WARNING: Reading this will give away the plot of Jane Eyre, which is a classic, and this, well, suffice to say that it is not. If, on the other hand, you have read the story and enjoy wasting your time, then please feel free.

CHAPTER 13: Weather Most Foul

"I hardly know. I cannot be bothered by the goings on of a school girl governess, surely. Why do you ask?" Up until now, Miss Eyre occupied only my private thoughts, so I hid my surprise at the mention of her.
Hartstone eyed me with what I thought was a little suspicion but continued.
"I was wondering if she would be agreeable to giving my daughters drawing lessons. How old is she anyway?"
"Well, it confounds me; she looks no more than a child. My Mariah is sixteen and is, as you observed before these gentlemen (he eyed me with a father's protective sternness), much taller. That governess of yours roves the countryside with stars in her eyes, content, is seems, with her own company. Last November I was riding through Hay Lane, and as I passed by, I saw her little figure sitting on a rock drawing something on a pad of paper, so absorbed in her endeavour that she did not notice me at all. I stopped and told her that she'd catch her death from the cold sitting there all alone. She looked up at me with those big eyes of hers and replied as tartly as could be, 'I am very well, thank you,' and went back to her drawing, forgetting that I was even there."
"I can picture her saying so, " said I, chuckling to myself, recalling my own encounter with her in Hay Lane and her fairy-like ways.
"She sounds like a bluestocking to me," sniffed one of the gentlemen, wanting to join in on the conversation.
Ignoring his comment, I addressed Hartstone. "Perhaps you would like to view examples of her work, and judge for yourself if you would like to engage Miss Eyre to tutor your daughters. I think that you will find her paintings quite peculiar."

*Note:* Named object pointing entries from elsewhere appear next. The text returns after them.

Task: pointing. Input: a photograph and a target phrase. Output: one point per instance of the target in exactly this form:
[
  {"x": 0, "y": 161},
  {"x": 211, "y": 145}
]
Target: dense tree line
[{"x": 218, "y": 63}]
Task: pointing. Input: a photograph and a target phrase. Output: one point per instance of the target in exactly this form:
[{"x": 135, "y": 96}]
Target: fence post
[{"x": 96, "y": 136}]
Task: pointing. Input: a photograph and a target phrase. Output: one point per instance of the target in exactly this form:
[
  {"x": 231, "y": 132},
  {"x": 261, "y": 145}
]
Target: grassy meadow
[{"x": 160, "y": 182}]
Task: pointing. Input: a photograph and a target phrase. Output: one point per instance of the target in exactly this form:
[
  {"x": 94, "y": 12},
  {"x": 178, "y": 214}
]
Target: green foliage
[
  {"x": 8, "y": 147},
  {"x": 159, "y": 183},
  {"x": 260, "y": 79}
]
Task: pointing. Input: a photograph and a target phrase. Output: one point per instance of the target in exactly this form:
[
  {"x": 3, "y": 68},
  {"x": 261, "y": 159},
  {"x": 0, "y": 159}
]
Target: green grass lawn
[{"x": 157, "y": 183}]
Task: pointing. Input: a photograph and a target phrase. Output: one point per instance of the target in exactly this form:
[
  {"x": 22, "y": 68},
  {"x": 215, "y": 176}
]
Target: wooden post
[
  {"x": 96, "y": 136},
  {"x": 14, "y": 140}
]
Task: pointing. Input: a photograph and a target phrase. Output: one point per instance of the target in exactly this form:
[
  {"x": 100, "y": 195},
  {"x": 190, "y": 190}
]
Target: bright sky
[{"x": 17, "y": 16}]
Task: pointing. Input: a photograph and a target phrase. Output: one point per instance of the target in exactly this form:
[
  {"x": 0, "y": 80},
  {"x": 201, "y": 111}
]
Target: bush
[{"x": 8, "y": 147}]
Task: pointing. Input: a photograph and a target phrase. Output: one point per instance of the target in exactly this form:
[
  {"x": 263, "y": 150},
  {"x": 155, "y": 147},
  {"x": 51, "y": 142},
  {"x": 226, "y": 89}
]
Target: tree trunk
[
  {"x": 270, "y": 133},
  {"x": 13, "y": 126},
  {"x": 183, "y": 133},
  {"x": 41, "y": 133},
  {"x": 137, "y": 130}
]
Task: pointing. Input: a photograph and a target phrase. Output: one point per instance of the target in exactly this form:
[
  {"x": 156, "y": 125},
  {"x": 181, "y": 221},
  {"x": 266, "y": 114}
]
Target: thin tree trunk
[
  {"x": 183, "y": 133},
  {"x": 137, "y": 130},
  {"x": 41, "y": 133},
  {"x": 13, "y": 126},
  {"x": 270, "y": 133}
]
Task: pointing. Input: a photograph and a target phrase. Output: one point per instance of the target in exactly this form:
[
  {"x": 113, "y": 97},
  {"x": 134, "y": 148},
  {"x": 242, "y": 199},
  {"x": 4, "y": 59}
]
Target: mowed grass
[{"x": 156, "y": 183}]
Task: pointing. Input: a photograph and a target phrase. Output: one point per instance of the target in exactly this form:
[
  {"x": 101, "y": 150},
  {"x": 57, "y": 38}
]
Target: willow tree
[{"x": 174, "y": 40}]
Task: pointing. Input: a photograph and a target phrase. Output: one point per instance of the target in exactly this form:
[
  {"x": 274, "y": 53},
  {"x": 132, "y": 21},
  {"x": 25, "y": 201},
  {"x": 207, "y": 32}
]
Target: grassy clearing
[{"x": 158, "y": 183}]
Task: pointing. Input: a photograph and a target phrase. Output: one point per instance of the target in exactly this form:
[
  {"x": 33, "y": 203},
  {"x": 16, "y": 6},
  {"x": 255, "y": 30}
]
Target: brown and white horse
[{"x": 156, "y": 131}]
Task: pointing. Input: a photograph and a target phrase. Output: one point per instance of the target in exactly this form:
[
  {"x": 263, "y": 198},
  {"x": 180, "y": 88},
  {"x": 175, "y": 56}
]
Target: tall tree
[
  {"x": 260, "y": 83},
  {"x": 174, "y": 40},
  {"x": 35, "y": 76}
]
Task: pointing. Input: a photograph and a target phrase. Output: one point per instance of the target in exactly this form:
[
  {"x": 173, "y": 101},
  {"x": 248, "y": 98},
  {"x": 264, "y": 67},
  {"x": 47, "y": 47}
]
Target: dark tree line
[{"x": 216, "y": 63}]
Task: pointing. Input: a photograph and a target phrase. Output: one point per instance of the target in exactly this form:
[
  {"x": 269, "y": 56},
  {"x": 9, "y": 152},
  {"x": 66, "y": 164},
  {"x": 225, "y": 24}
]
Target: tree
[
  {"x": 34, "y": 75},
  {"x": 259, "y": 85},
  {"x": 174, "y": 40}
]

Hartstone agreed, so I sent a footman to fetch Miss Eyre's portfolio. When I revealed its contents, all present were quite bewildered by what they saw. Some pronounced them singular and not one whit to their liking.
"Why ever not?" I asked.
The same gentlemen who had previously suggested that I take Miss Ingram to my bosom remarked that most young ladies drew pretty landscapes and flowers, not icebergs or drowned corpses.
'What you like, my dear fellow, are the simple-minded renderings of silly young ladies who expect us to flatter their feeble talents by telling them how so very clever they are."
"Surely, Rochester, you cannot say that any good family would permit their daughters to draw such morbid and strange scenes."
"Quite right. However, Miss Eyre is free to draw whatever she chooses without arousing the censure of friends or family, for she has neither."
All the while Hartstone remained silent, holding one of the drawings in his hand examining it closely. He looked up at me and asked, "So Miss Eyre is an orphan, then?"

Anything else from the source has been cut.